We want consistency and we love predictability.
The world however does not care about our preferences, our need for linearity is rarely satisfied. What appears to be more common is the step function.
Financial markets work this way. If you had missed 2014, 2017 and 2020 in the Indian equity market, your return through the decade of 2010-2020 would have been miniscule. This trend works over longer horizons too. If you had missed the best 25 days in the US stock market since 1990, your return wouldn’t have beaten fixed income returns.
The expectation of linear progression and predictability is what hurts most investors in the market. You can go 3-4 years with very average returns, then comes along one good year that changes the numbers for the better. If you aren’t patient enough to hold out till that good year comes along, equity markets won’t do much for you.
Investing can sometimes feel like…
Consistency in the intensity and the quality of the effort we put into anything is important. The rewards however are rarely linear, they accrue over time but come in bunches. Systematic investments don’t necessarily result in systematic returns.

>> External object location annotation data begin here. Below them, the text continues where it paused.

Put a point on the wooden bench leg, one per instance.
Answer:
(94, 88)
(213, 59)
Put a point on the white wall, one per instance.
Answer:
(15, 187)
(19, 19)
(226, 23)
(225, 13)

This can be the case across other aspects of life too
- Entrepreneurs slog it out for years of minimal payoff until they hit pay dirt. Suddenly their net worth is north of a million dollars, all it takes is one investor to see the potential in the business
- As an employee you turn up every day for work and give it your best shot, you consistently meet your numbers too. But until you get beyond a threshold career level, your personal P&L does not see too much of an improvement
- You’ve dated someone for 5 years and then tie the knot. You get to know more about the person over the next 3 months than you have over the past 5 years
Even your lifestyle changes are a step function, assuming you are disciplined enough to stay within your means. Once you cross beyond the next threshold, it is a different ballgame.
How people internally react to their affluent status is something I have always found fascinating. My observation as a wealth manager has been that the ranges of net worth form a step function that impacts your spending pattern and your satisfaction level. This is backed by my personal experience of having interacted with people across these categories and analyzing how they go about viewing life and taking decisions. Nothing very scientific about this, though this is observably true often.
Here is how I would broadly slot these ranges
2 Cr to 5 Cr
5 Cr to 10 Cr
10 Cr to 25 Cr
25 Cr to 50 Cr
50 Cr to 100 Cr
100 Cr to 500 Cr
500 Cr to 5000 Cr
5000 Cr and beyond
What do I mean by this?
When you move within the bounds of any specific range, not much about your lifestyle or your satisfaction level will change. For e.g. 2 Cr to 4 Cr is a 100% increase in net worth, but it will not give you any great incremental sense of accomplishment or satisfaction. Similarly, when one moves from 25 Cr to 40 Cr, the absolute jump in net worth is a whopping 15 Cr, but life does not feel very different.
However, when one makes the jump to the next category you can see a spike in the lifestyle decisions one takes. You can see people making higher discretionary spends when they move from 5 Cr to 6 Cr, you don’t see them changing their discretionary spends too much when they move from 2 Cr to 3 Cr.
Once one gets past a net worth of 50 Cr, the complexity involved in managing one’s assets sees a spike. From this point on there are multiple properties, multiple businesses, and cross border aspects to be managed. Complexity follows an exponential curve beyond this point.
Beyond a net worth of 500 Cr the challenges are mostly on the personal front, not so much on the financial front. Imagine having a son who at 18 knows he makes more from the annual return on the portfolio he will eventually inherit than the does the average Indian CEO from salary. How do you motivate him to pursue excellence at anything when the incentives just aren’t enticing enough? This is where one starts to worry about the value system of the family breaking down. This is the segment that is most interested in estate planning mechanisms like family governance structure, trust formation and putting in qualification conditions for the next generation to fulfil if they are to enjoy their inheritance.
There is every possibility that a person who starts from the scratch and builds up to a net worth of 20 Cr will have a higher satisfaction level than someone who was born with 500 Cr and works up to 1000 Cr. Absolute level of net worth does matter to the world, but internal satisfaction levels depend on the delta that one is able to experience.
The trajectory and direction matter a lot. When do you think you will feel happier? When you start with zilch and end at 15 Cr, or when you start with 60 Cr and end at 50 Cr? In the second situation your house might be bigger and your car maybe swankier, but you will never wake up feeling good about yourself.
More the number of step functions you can experience in life and higher the frequency of these step functions, the higher your satisfaction level is likely to be. No wonder organizations have a long tail of designations and career levels. This is an artificial way of creating step jumps that employees can regularly experience and feel better about themselves. They game their employees into experiencing periodic progress while keeping them hooked to the necessity of a regular salary.
Investing can provide the much-needed step jump to your net worth over a decade or so when done right, assuming you have your career progression and lifestyle already optimized. That it is also a passive way of doing so is the icing on the cake.